Im Radio habe ich gehört, dass die Behaglichkeit am Arbeitsplatz auch von der Luftgeschwindigkeit im Raum abhängt. Sie solle nicht über 0,15 Meter pro Sekunde liegen. Schnellere Luft empfinde man als unangenehme Zugluft.

Ich habe keine Möglichkeit, die Luftgeschwindigkeit an meinem Arbeitsplatz zu messen. Wenn es zieht, schließe ich die Wohnzimmertür. Das tue ich aber auch, wenn es laut ist, weil die Waschmaschine schleudert, oder wenn es riecht. Der Geruch muss gar nicht unangenehm sein. Es gibt Tage, da riecht es schon am Morgen so gut aus der Küche, dass ich nur ans Essen denken kann, wenn die Tür offensteht.

Neulich duftete es den halben Tag lang nach unserem bevorstehenden Abendessen, einem Auflauf aus Süßkartoffeln und Sahne. Mein Mann wollte das Essen machen, kommt aber abends erst um sieben nach Hause, und da die Kinder um acht schlafen, wäre ihm wenig Zeit für die Vorbereitung geblieben. Daher bereitete er den Auflauf schon am Morgen zu, bevor er den Kleinen in die Kita brachte.

Die kleingehackten Salbeiblätter verbreiteten zuerst ihren Duft, dann der Rosmarin, und dann überdeckte der Knoblauch alles. Als mein Mann ins Büro musste, bedeckte er die Form mit Alufolie und stellte sie in den Backofen. Am Abend würden wir den Ofen anmachen, die Sahne zu den Kartoffeln geben und fertig.

Der Duft blieb nicht in der Küche, er kroch unter den Türen hindurch bis an meinen Schreibtisch. Die Folie half nichts, auch die Backofentür hielt nichts zurück. Ich musste die Form auf den Balkon stellen. Damit sich der Duft unseres halbfertigen Abendessens nicht im gesamten Innenhof ausbreitete, legte ich noch das größte Schneidebrett obendrauf, das wir zu Hause haben. Dennoch musste ich am Schreibtisch die ganze Zeit ans Essen denken. Jede halbe Stunde machte ich mir ein Brot, aber im Vergleich zu dem, was uns am Abend erwartete, schmeckte alles fad.

Ich suchte im Internet, ob man außer der Luftgeschwindigkeit vielleicht auch den Geruch am Arbeitsplatz messen kann. Ich fand alles Mögliche: Dass der Schallpegel nicht höher als 45 Dezibel sein darf, wenn man sich richtig konzentrieren will. Dass der Computerbildschirm so aufgestellt werden muss, dass das Tageslicht weder blendet noch vom Monitor reflektiert wird. Dass ältere Menschen mehr Licht als jüngere brauchen.
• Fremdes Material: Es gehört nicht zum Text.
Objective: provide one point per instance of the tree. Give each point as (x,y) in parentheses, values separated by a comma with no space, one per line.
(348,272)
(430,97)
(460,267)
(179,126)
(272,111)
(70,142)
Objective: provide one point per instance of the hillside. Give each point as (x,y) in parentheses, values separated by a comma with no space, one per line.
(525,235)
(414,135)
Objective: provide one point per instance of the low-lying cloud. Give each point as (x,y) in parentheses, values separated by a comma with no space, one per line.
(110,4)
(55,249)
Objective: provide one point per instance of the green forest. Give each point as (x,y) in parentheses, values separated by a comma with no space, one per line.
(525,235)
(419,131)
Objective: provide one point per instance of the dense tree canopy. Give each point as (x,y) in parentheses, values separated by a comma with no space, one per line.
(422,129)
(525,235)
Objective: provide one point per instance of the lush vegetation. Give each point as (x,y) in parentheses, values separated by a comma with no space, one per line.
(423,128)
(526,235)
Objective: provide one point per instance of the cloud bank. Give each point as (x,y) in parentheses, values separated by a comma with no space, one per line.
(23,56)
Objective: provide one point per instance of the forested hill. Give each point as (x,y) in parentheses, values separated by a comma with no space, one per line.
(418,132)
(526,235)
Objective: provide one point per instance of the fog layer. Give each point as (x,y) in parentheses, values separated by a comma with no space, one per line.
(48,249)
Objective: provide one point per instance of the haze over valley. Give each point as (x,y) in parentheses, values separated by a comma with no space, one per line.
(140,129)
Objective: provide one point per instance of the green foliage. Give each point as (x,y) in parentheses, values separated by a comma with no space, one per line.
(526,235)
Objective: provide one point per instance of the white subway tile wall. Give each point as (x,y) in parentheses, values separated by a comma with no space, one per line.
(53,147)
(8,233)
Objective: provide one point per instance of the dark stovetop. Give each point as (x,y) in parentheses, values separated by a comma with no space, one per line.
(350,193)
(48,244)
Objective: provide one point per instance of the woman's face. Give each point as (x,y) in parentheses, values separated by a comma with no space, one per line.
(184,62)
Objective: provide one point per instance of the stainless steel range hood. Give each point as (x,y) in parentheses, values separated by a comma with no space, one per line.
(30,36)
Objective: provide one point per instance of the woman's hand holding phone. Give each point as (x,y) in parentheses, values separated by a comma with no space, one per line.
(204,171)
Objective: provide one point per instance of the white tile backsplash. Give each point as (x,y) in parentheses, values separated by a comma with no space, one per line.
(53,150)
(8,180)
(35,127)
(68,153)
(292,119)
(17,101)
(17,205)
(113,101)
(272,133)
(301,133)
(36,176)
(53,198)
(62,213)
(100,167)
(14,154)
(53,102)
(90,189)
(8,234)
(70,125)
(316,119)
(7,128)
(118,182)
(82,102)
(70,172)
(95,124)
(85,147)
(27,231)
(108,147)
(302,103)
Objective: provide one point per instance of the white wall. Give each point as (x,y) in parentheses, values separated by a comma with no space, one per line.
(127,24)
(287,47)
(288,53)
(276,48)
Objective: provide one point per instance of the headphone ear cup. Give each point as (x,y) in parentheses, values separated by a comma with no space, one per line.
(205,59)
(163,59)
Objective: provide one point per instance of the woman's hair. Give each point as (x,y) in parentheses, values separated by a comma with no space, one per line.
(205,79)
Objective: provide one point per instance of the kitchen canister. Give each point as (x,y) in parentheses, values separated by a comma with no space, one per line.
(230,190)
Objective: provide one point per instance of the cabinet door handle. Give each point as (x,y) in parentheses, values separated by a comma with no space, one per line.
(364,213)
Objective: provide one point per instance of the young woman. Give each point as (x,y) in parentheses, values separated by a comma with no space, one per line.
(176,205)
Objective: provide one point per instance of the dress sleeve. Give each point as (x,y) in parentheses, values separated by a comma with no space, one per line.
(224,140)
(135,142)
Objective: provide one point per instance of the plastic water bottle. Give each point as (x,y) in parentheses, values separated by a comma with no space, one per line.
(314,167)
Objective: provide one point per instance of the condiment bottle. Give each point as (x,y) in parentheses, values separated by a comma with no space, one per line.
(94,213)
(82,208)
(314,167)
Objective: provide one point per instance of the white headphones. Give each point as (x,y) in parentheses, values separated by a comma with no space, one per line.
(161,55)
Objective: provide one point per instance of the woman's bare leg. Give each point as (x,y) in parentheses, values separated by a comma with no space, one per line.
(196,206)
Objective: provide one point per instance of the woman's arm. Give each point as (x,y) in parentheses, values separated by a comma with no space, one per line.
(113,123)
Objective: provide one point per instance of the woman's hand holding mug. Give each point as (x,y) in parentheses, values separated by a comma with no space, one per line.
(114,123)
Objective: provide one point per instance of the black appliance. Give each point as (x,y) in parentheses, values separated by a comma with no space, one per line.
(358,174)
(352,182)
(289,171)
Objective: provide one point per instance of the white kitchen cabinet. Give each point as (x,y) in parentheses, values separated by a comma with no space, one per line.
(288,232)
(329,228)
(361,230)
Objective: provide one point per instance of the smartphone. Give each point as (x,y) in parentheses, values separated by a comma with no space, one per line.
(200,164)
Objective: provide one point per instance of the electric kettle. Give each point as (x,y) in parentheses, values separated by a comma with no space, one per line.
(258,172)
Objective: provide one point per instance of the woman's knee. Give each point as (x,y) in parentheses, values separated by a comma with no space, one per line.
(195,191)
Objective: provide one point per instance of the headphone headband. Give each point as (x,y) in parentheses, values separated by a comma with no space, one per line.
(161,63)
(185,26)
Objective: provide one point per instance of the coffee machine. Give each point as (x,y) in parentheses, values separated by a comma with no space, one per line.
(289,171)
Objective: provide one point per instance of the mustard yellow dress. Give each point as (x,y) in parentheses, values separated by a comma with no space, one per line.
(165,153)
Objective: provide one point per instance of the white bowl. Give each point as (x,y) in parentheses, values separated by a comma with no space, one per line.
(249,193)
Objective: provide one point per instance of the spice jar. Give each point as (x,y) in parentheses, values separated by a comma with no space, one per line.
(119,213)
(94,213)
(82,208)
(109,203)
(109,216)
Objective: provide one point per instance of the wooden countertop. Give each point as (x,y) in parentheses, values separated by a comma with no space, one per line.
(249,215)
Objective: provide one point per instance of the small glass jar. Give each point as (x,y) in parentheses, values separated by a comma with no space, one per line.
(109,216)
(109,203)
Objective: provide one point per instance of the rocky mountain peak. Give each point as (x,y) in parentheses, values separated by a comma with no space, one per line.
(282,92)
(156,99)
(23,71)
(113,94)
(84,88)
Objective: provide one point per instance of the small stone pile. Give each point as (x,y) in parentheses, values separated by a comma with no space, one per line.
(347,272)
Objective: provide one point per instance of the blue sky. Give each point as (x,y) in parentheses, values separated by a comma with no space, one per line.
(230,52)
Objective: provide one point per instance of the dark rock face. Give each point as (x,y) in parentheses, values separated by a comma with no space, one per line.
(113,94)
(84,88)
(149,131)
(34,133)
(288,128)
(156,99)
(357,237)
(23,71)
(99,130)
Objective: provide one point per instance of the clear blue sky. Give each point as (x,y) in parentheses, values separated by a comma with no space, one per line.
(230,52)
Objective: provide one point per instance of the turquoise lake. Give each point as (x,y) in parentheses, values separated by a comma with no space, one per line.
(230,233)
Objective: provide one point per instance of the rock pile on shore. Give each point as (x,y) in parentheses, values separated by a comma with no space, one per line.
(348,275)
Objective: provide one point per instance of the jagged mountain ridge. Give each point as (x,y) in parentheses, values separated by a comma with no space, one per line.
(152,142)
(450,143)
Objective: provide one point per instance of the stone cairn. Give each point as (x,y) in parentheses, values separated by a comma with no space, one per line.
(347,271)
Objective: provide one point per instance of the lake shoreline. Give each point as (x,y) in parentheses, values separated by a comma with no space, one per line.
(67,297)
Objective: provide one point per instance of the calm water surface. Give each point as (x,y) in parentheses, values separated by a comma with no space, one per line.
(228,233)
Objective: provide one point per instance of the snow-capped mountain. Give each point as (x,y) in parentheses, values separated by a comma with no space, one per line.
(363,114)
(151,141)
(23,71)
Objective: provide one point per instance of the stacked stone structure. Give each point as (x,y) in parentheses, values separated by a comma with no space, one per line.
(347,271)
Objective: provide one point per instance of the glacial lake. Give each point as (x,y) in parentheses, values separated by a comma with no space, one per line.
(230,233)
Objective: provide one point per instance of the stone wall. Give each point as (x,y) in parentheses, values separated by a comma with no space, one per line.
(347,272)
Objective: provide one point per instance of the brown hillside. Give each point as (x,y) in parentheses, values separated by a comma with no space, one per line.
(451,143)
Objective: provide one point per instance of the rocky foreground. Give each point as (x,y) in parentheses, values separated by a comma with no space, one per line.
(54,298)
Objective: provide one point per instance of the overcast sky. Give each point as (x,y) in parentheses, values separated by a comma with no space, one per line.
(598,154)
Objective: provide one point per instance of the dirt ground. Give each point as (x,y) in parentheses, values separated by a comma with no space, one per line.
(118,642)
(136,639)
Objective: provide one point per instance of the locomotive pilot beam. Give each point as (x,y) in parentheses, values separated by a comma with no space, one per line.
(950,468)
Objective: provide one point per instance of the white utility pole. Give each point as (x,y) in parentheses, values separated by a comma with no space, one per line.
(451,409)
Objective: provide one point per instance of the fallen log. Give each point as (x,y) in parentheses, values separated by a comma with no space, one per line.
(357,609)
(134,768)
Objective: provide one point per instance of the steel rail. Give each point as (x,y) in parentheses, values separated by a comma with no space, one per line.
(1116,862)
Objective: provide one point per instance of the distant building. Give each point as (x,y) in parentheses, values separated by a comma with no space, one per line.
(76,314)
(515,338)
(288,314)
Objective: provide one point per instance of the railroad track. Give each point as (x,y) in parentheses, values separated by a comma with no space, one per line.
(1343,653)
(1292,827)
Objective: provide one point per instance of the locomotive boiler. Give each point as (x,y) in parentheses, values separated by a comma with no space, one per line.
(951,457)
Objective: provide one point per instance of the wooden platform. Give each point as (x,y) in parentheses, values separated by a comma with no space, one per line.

Dass man 20 Prozent der Arbeitszeit stehen soll und nicht sitzen. Dass der Raum nicht wärmer als 22 Grad sein, die Luftfeuchte ungefähr 50, aber keinesfalls mehr als 60 Prozent betragen soll. An Gymnastik hatte man gedacht und an höhenverstellbare Tische, an Pausen für die Augen, an Pausen fürs Pinkeln. Ans Wassertrinken. An bequeme Kleidung, die beim Sitzen nicht kneifen sollte. An alles. Nur nicht an mein Problem.